Czibula Gabriela, Albu Alexandra-Ioana, Bocicor Maria Iuliana, Chira Camelia
Department of Computer Science, Babeş-Bolyai University, 400084 Cluj-Napoca, Romania.
Entropy (Basel). 2021 May 21;23(6):643. doi: 10.3390/e23060643.
Proteins are essential molecules, that must correctly perform their roles for the good health of living organisms. The majority of proteins operate in complexes and the way they interact has pivotal influence on the proper functioning of such organisms. In this study we address the problem of protein-protein interaction and we propose and investigate a method based on the use of an ensemble of autoencoders. Our approach, entitled AutoPPI, adopts a strategy based on two autoencoders, one for each type of interactions (positive and negative) and we advance three types of neural network architectures for the autoencoders. Experiments were performed on several data sets comprising proteins from four different species. The results indicate good performances of our proposed model, with accuracy and AUC values of over 0.97 in all cases. The best performing model relies on a Siamese architecture in both the encoder and the decoder, which advantageously captures common features in protein pairs. Comparisons with other machine learning techniques applied for the same problem prove that AutoPPI outperforms most of its contenders, for the considered data sets.
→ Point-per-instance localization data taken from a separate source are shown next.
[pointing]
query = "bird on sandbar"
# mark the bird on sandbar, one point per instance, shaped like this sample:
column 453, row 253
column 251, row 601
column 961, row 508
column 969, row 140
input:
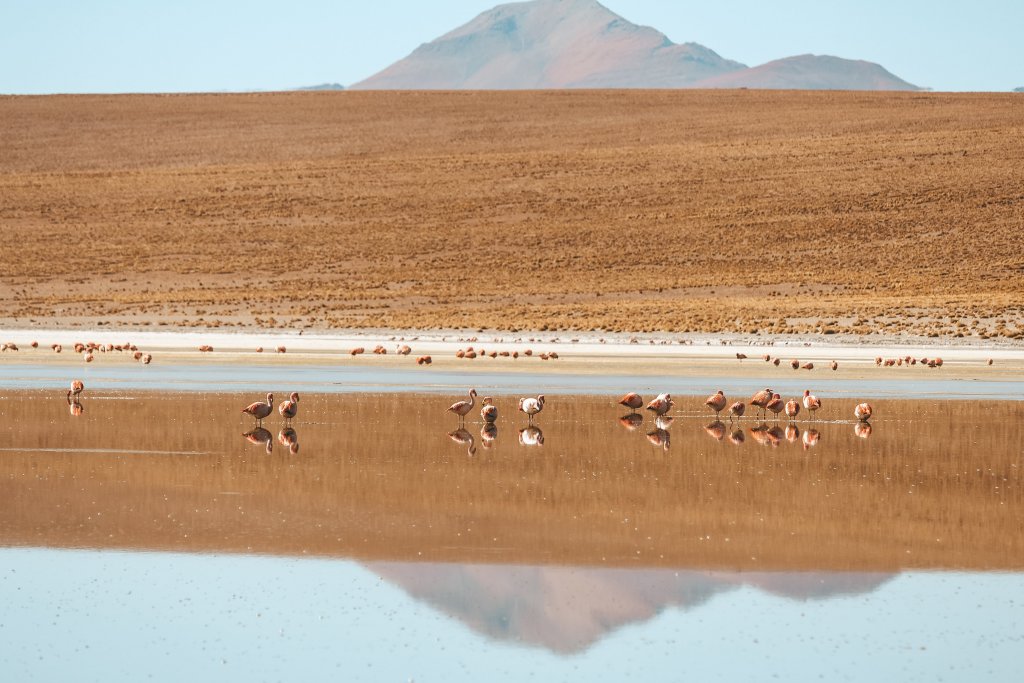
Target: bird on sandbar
column 489, row 411
column 662, row 403
column 259, row 409
column 531, row 406
column 632, row 400
column 463, row 408
column 76, row 388
column 811, row 402
column 716, row 402
column 290, row 407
蛋白质是必不可少的分子,它们必须正确履行其职责才能确保生物体的健康。大多数蛋白质以复合物的形式发挥作用,它们的相互作用方式对这些生物体的正常功能有着至关重要的影响。在本研究中,我们探讨了蛋白质-蛋白质相互作用的问题,并提出并研究了一种基于使用自动编码器集成的方法。我们的方法名为AutoPPI,采用基于两个自动编码器的策略,每个自动编码器用于一种类型的相互作用(正相互作用和负相互作用),并且我们为自动编码器提出了三种类型的神经网络架构。我们在包含来自四个不同物种的蛋白质的几个数据集上进行了实验。结果表明,我们提出的模型具有良好的性能,在所有情况下准确率和AUC值均超过0.97。性能最佳的模型在编码器和解码器中都依赖于连体架构,该架构有利地捕获了蛋白质对中的共同特征。与应用于同一问题的其他机器学习技术的比较证明,对于所考虑的数据集,AutoPPI优于大多数竞争对手。